ROMA - Nuovo infortunio giudiziario per Cesare Geronzi e per i vertici della Banca di Roma in carica nel 1996. Un gruppo di consiglieri di amministrazione e sindaci dell'istituto di credito romano, tra i quali, appunto, Geronzi, sono stati rinviati a giudizio con l'accusa di false comunicazioni alla Banca d'Italia, dal giudice dell'udienza preliminare Giorgio Maria Rossi. La questione, è ovvio, non ha nulla a che vedere con la vicenda Cirio che in questi giorni pesa sul presidente dei Capitalia.

Per gli stessi indagati, una quindicina, è stata dichiarata la prescrizione per il reato di falso in bilancio in relazione al documento contabile del 1996. Tra le persone rinviate a giudizio figura anche il nome di Antonio Nottola, all'epoca direttore generale della Banca di Roma. Il processo è stato fissato per il 23 marzo prossimo davanti al giudice monocratico. Secondo il collegio di difesa dei vertici della Banca di Roma si tratta di un'accusa di "limitato rilievo" e comunque "non appare minimamente fondata".

Sulla notizia del rinvio a giudizio, Capitalia scivola in Borsa: il titolo, che questa mattina aveva aperto in rialzo, dell'1,81%, a 2,645 euro, e che alle 9,17 toccava i 2,67 euro, dopo la notizia ha imboccato la via del ribasso, fino a toccare un minimo di 2,42 euro, in calo del 5,70%.

La vicenda culminata con la decisione del rinvio a giudizio fa riferimento all'inchiesta avviata nel 1997 sulla base di un esposto presentato da Maurizio Boccacci, già leader del disciolto Movimento Politico Occidentale nonché ex dipendente e sindacalista della Banca di Roma, nel quale si faceva riferimento a "una cattiva gestione delle risorse" da parte della Banca di Roma.


Al centro delle indagini presunte anomalie con particolare riferimento alla classificazione di crediti per alcune migliaia di miliardi di lire indicati sotto la voce delle "sofferenze" (quindi di difficile recupero) invece che sotto quelle dei "crediti vivi" o "partite incagliate" (ossia con prospettive di rientro). Classificazioni, secondo i pubblici ministeri Perla Lori e Gustavo De Marinis, titolari dell'inchiesta giudiziaria, che avrebbero avuto il fine di dimostrare il buon andamento dell' istituto di credito.
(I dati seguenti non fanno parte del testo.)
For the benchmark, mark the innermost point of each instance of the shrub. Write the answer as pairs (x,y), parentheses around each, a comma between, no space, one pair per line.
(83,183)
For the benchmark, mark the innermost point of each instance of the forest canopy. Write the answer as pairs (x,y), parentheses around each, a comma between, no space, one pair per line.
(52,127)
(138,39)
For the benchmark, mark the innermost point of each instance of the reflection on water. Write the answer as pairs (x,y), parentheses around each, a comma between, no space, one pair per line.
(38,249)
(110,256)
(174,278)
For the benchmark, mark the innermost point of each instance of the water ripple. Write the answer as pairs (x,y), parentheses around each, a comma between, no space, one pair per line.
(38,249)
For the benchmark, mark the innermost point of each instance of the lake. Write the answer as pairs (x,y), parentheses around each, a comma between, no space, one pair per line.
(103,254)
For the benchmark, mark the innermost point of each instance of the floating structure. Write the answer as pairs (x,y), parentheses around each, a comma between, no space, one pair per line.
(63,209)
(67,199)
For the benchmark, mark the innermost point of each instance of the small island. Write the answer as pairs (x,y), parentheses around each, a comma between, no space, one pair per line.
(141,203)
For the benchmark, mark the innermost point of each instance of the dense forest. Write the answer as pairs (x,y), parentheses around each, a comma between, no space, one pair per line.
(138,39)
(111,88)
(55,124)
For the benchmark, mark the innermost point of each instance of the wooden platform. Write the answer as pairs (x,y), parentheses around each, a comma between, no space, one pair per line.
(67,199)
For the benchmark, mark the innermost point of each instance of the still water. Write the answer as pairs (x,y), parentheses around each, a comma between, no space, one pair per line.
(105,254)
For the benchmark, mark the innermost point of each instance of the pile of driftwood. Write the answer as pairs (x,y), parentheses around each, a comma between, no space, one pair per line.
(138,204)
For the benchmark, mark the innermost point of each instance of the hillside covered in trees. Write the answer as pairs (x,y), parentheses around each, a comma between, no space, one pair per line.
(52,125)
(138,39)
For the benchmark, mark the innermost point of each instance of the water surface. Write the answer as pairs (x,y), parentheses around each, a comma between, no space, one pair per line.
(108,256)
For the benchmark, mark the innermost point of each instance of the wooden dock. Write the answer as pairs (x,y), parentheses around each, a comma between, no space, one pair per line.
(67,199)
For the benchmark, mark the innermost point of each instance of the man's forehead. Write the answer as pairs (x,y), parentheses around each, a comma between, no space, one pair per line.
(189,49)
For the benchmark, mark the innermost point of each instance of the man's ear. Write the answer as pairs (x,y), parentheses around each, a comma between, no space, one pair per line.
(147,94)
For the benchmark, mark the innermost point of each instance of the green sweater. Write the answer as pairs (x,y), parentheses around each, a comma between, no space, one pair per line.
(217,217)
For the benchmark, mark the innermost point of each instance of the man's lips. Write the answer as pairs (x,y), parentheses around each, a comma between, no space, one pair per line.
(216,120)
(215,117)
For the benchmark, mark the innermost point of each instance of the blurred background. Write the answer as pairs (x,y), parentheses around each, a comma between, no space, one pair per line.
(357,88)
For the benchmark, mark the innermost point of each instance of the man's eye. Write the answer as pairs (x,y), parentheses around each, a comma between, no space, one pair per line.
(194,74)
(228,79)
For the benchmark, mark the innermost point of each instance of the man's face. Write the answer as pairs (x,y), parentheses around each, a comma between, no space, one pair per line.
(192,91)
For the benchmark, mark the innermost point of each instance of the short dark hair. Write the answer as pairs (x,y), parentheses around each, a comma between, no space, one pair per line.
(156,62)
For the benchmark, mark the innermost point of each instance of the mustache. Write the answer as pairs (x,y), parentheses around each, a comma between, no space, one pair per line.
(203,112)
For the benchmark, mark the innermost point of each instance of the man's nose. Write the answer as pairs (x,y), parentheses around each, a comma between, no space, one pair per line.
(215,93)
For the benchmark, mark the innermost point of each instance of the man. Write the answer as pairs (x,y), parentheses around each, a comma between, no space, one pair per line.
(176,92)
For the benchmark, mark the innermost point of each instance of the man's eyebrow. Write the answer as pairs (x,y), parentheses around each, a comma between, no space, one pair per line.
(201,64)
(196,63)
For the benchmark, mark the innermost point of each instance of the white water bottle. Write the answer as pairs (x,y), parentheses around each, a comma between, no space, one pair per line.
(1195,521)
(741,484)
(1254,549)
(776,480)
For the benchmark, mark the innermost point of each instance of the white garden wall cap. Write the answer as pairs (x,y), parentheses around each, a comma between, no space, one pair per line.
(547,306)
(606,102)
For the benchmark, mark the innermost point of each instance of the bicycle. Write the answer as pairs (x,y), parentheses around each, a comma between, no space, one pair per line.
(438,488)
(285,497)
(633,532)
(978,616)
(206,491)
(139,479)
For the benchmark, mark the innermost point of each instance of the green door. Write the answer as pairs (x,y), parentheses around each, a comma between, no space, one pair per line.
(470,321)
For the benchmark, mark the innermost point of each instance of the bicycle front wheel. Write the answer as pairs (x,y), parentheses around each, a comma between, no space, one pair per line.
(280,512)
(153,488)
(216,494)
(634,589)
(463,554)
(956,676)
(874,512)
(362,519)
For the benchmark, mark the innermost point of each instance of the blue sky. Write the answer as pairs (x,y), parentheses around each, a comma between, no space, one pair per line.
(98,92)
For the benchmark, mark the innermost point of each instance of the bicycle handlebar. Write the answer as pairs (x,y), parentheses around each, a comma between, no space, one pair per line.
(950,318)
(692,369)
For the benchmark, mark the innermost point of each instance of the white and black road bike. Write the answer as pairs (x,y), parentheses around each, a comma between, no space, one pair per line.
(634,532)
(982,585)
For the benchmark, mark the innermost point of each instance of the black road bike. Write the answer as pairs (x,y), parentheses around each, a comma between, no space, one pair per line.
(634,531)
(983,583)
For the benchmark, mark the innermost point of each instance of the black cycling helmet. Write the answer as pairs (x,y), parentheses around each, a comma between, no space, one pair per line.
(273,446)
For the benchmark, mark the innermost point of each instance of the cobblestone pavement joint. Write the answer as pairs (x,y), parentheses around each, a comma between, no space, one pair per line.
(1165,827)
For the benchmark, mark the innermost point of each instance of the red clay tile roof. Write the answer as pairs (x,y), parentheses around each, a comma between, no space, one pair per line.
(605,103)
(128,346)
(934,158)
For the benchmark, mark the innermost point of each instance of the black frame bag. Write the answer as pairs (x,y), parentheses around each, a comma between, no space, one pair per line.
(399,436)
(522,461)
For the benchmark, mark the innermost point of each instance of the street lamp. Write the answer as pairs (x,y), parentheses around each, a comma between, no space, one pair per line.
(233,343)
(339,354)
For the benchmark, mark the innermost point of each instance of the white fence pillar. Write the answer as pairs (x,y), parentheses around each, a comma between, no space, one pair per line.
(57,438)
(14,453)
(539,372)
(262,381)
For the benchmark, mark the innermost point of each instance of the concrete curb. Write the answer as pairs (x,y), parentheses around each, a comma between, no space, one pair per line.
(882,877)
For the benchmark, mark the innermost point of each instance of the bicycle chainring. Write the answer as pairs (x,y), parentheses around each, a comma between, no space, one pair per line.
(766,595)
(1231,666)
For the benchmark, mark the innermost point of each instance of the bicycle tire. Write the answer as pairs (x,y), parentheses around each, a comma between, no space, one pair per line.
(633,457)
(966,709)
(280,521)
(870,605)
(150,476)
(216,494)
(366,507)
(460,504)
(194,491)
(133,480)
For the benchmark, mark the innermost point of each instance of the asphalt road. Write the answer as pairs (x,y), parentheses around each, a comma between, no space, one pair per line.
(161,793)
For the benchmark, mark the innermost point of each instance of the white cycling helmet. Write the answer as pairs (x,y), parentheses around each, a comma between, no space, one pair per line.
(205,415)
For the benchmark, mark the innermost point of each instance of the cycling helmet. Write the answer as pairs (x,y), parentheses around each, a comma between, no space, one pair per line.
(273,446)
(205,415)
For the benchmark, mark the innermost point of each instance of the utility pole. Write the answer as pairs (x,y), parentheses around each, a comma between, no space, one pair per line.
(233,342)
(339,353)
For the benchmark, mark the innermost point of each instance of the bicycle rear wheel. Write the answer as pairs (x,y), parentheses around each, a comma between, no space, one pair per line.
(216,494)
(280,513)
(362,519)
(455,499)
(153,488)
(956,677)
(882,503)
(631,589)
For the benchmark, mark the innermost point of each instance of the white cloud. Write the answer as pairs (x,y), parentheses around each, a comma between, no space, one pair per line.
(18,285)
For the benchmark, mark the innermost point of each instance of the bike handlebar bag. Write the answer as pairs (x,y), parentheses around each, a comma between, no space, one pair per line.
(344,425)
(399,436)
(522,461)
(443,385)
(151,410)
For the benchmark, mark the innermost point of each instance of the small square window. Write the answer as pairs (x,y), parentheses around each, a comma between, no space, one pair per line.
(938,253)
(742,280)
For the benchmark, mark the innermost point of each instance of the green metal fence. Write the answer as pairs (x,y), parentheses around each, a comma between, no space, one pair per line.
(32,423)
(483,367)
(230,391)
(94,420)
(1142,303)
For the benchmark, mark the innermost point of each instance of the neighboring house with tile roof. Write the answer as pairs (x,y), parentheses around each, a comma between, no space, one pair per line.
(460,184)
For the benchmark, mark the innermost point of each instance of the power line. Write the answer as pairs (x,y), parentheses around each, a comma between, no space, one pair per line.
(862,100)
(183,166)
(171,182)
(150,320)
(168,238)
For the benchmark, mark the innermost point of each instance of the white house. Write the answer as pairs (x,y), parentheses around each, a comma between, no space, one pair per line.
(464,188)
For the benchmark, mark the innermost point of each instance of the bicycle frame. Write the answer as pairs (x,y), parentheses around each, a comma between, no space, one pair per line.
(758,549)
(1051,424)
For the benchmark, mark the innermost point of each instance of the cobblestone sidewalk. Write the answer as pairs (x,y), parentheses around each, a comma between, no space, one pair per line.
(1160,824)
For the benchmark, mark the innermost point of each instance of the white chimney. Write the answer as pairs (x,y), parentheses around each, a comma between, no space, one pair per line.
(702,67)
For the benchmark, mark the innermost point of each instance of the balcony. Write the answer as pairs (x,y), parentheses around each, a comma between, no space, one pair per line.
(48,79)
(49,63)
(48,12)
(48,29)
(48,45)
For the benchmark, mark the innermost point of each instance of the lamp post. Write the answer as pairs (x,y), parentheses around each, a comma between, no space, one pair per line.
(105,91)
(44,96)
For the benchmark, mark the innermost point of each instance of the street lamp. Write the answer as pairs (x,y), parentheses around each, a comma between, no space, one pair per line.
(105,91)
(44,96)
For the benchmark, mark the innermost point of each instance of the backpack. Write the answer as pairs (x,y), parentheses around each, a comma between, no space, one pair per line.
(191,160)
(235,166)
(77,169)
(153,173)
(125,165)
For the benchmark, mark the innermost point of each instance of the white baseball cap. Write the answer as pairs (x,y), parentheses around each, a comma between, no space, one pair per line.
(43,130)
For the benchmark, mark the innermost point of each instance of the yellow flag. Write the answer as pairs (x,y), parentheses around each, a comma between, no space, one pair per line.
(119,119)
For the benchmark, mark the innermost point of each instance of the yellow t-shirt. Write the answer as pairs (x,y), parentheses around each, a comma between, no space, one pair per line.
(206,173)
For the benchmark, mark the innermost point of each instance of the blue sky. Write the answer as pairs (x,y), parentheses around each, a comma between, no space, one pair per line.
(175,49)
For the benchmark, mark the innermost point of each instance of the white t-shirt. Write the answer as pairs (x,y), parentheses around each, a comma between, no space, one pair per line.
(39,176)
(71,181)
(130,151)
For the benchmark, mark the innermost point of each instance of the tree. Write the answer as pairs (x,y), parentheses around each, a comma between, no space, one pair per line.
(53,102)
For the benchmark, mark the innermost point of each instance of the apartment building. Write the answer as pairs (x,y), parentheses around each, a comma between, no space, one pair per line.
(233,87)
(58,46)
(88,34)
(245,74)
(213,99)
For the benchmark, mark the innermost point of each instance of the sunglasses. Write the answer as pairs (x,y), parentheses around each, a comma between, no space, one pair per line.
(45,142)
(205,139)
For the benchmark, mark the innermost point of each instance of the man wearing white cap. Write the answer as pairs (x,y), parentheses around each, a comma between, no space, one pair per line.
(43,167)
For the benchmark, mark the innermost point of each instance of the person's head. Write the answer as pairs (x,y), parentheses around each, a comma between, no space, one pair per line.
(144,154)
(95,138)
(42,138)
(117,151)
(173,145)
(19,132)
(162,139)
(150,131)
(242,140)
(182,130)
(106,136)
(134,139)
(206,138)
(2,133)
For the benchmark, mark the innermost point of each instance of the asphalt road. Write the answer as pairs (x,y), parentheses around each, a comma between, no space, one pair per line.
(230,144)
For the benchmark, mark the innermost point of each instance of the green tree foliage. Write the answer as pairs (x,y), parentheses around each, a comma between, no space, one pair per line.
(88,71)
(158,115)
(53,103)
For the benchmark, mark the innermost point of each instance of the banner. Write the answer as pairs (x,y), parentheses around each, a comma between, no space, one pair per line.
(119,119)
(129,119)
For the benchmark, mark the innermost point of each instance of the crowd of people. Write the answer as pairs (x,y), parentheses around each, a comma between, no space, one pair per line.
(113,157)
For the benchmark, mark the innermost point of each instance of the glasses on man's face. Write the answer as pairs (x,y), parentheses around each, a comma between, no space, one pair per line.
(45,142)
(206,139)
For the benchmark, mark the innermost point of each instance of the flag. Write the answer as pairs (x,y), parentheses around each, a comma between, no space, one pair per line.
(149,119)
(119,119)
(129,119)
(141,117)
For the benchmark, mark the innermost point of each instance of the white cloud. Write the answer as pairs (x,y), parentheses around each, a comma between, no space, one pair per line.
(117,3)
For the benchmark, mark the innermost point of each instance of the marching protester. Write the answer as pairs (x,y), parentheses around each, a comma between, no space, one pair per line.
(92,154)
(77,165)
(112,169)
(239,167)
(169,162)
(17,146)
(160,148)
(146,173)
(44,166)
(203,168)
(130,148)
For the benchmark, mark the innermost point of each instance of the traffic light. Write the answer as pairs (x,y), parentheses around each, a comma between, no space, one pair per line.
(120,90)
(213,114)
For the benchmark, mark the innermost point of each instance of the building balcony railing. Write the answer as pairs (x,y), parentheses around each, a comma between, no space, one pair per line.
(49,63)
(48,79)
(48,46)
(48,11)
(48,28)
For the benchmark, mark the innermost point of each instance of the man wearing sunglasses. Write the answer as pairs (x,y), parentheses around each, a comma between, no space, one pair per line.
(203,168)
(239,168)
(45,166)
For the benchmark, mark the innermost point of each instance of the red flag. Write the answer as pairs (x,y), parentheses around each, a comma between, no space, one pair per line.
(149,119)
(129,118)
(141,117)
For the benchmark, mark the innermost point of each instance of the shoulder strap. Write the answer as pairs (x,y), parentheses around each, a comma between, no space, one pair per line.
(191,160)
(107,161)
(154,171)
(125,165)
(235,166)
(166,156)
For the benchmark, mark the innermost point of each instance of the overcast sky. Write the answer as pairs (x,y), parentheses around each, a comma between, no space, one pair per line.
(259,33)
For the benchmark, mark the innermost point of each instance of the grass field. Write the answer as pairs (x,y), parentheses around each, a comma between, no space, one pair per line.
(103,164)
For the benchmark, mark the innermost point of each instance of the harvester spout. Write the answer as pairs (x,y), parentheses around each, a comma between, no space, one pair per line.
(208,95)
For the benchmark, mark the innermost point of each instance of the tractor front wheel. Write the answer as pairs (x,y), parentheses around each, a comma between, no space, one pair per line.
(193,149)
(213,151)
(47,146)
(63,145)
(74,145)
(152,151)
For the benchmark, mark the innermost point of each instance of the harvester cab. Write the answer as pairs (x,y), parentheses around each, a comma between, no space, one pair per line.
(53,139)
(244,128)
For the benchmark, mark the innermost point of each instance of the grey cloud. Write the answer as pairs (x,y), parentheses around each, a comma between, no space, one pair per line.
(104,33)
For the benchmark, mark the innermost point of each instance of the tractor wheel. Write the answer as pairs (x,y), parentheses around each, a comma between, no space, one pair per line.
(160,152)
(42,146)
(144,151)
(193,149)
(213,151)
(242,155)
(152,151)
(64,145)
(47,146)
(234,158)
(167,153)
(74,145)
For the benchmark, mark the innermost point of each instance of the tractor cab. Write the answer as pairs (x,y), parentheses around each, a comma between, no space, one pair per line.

I pm avevano contestato per questo episodio il reato di falso in bilancio (dichiarato prescritto dal gip) e quello di false comunicazioni all'istituto centrale di vigilanza (per il quale è stato dichiarato il rinvio a giudizio). Nell'ambito della stessa inchiesta era stato approfondito un altro aspetto contenuto nella denuncia di Boccacci: i presunti finanziamenti illeciti che sarebbero stati erogati dalla Banca di Roma ad alcuni partiti. Gli accertamenti si conclusero con un'archiviazione delle posizioni degli indagati da parte dei pm Lori e De Marinis, quest'ultimo uno dei magistrati che indaga sul dissesto della Cirio che vede Geronzi, attuale presidente di Capitalia, sotto inchiesta per concorso in bancarotta preferenziale e truffa.
(12 dicembre 2003)



che altro dire?! attendiamo il 2009 per un'altra lieta novella o li mettiamo sotto chiave per sempre ORA?!?